Prefiero pecar de aburrido a empalagoso, quizás por mi deformación de escribir ensayo político.
Su padre vive en Murcia, en El Hoyo, y usted en Madrid. Imagino que sentarse con él y grabarlo ha estrechado vínculos de una manera distinta a la de la infancia.
Me interesa esa sensación de ser padre del padre, que es un traje que digo que se me hace grande. Uno vuelve a casa y quiere volver a la certidumbre del hogar, pero ahora tienes que ir tú al súper o arreglar lo que se estropea. No había hablado tanto con mi padre. Es de una generación de hombres que no han mostrado sus sentimientos. En otro contexto, sin libro de por medio, no sé cómo le habría preguntado.

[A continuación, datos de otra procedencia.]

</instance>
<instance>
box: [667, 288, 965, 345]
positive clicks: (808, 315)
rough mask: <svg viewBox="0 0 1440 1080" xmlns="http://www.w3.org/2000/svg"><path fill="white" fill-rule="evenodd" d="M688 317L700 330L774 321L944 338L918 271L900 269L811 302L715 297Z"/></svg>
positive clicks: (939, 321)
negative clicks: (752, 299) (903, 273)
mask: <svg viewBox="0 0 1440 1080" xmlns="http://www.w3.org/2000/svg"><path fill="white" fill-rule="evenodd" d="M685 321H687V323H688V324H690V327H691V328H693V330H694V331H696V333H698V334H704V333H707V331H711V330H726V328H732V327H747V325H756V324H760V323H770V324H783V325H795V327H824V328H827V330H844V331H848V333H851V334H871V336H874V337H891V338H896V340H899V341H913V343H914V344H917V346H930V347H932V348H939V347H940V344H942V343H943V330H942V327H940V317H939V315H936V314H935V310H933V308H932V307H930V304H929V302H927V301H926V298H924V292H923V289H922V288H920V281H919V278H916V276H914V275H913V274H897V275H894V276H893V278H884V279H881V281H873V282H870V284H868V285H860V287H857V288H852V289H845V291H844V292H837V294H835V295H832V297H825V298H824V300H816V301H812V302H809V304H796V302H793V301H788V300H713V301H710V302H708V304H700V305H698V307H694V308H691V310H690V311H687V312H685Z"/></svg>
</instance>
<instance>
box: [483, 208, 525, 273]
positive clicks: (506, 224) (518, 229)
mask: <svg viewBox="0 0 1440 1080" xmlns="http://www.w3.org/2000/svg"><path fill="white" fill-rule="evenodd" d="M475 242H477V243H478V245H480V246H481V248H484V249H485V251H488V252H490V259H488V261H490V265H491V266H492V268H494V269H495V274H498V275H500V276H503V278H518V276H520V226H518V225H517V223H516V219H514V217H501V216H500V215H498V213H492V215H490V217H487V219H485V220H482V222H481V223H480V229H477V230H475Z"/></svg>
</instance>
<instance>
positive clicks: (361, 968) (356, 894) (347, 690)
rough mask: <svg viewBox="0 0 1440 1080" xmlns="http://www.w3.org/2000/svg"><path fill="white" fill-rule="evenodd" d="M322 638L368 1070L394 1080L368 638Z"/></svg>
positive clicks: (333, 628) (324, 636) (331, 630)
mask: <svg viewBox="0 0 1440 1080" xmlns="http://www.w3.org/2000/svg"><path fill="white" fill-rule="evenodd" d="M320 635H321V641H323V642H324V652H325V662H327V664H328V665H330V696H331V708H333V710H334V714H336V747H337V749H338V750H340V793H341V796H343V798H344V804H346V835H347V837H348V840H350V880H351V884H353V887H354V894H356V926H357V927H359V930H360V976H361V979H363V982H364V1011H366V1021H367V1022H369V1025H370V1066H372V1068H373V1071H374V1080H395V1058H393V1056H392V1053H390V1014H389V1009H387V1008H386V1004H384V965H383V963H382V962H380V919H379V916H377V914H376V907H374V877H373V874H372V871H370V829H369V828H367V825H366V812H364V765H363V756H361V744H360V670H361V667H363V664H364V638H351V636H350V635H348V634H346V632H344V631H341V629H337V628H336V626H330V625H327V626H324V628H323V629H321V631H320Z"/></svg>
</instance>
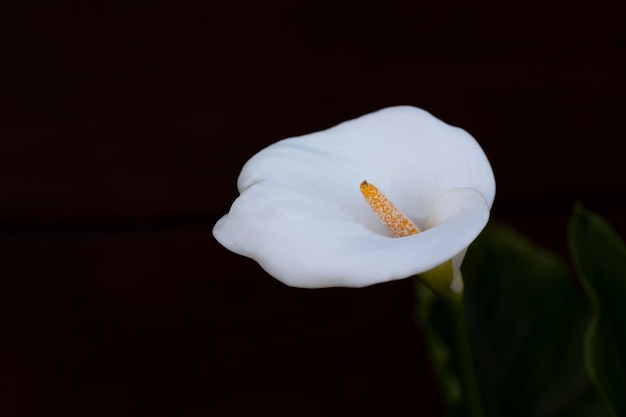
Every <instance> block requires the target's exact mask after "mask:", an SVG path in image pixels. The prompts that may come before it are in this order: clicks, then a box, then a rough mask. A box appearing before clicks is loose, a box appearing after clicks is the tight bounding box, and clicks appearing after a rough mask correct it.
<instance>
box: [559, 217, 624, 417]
mask: <svg viewBox="0 0 626 417" xmlns="http://www.w3.org/2000/svg"><path fill="white" fill-rule="evenodd" d="M569 244H570V251H571V255H572V259H573V261H574V266H575V268H576V272H577V273H578V275H579V277H580V279H581V281H582V282H583V284H584V287H585V289H586V290H587V293H588V296H589V299H590V300H591V302H592V305H593V312H594V316H593V321H592V322H591V324H590V326H589V330H588V333H587V339H586V344H585V349H586V351H585V354H586V358H587V366H588V367H589V372H590V374H591V376H592V379H593V381H594V383H595V384H596V386H597V388H598V390H599V391H600V393H601V395H602V397H603V399H604V400H605V401H606V403H607V406H608V407H609V409H610V410H611V411H612V414H613V415H614V416H626V247H625V246H624V243H623V242H622V241H621V239H620V238H619V236H617V234H616V233H615V232H614V231H613V229H612V228H611V227H610V226H609V224H608V223H606V222H605V221H604V220H603V219H602V218H600V217H599V216H598V215H596V214H594V213H591V212H589V211H588V210H586V209H584V208H583V207H581V206H580V205H579V206H577V207H576V208H575V210H574V214H573V216H572V218H571V220H570V224H569Z"/></svg>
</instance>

Ha sido la excusa para acceder a mi padre porque yo no quería su discurso oficial; quería romper con la jerarquía clásica de padre e hijo, ese padre omnipotente y providencial.
Cita el Maus de Art Spiegelman, en el que también es el hijo quien trata de sonsacar a un padre ya mayor, en este caso para conocer su experiencia en Auschwitz.
Me preocupaba citarlo, me parece una referencia obvia. Hasta muy adelante en el proyecto no me di cuenta de lo que se parecían ambos padres. Es un libro que me marcó muchísimo y de pronto vi que casi lo estaba siguiendo.
Si el día de mañana tiene un hijo, ¿le gustaría que leyera o conociera esta historia, incluida la de su abuelo?
No me lo había planteado nunca, me veo como muy lejos de esa situación a pesar de no estarlo tanto por edad. Creo que me gustaría hablarlo y tratarlo, que sea consciente de que el pasado familiar no son sólo historias amables, sobre todo cuando es algo tan importante. Me parece relevante y es algo que le debo. Mi padre no me lo contó porque el suyo no se lo contó. Es mejor no descubrir el pasado como yo, entre tantos silencios y tabúes.
¿Ha aprendido algo más de alemán con este libro?
He aprendido un alemán bastante raro, el alemán administrativo de los documentos que iba viendo: albarán, pasaporte de trabajo, etc.
Un gran golpe de suerte fue contar con el archivo de un tío alemán. ¿Cree que él sí pudo sospechar algo más sobre su padre?
Me dio pena no poder hablar de ello con él, que es como el archivero de la familia. Al tener todos esos documentos es posible que intuyera algo. Me hubiera gustado saber si tuvo el valor de preguntarle.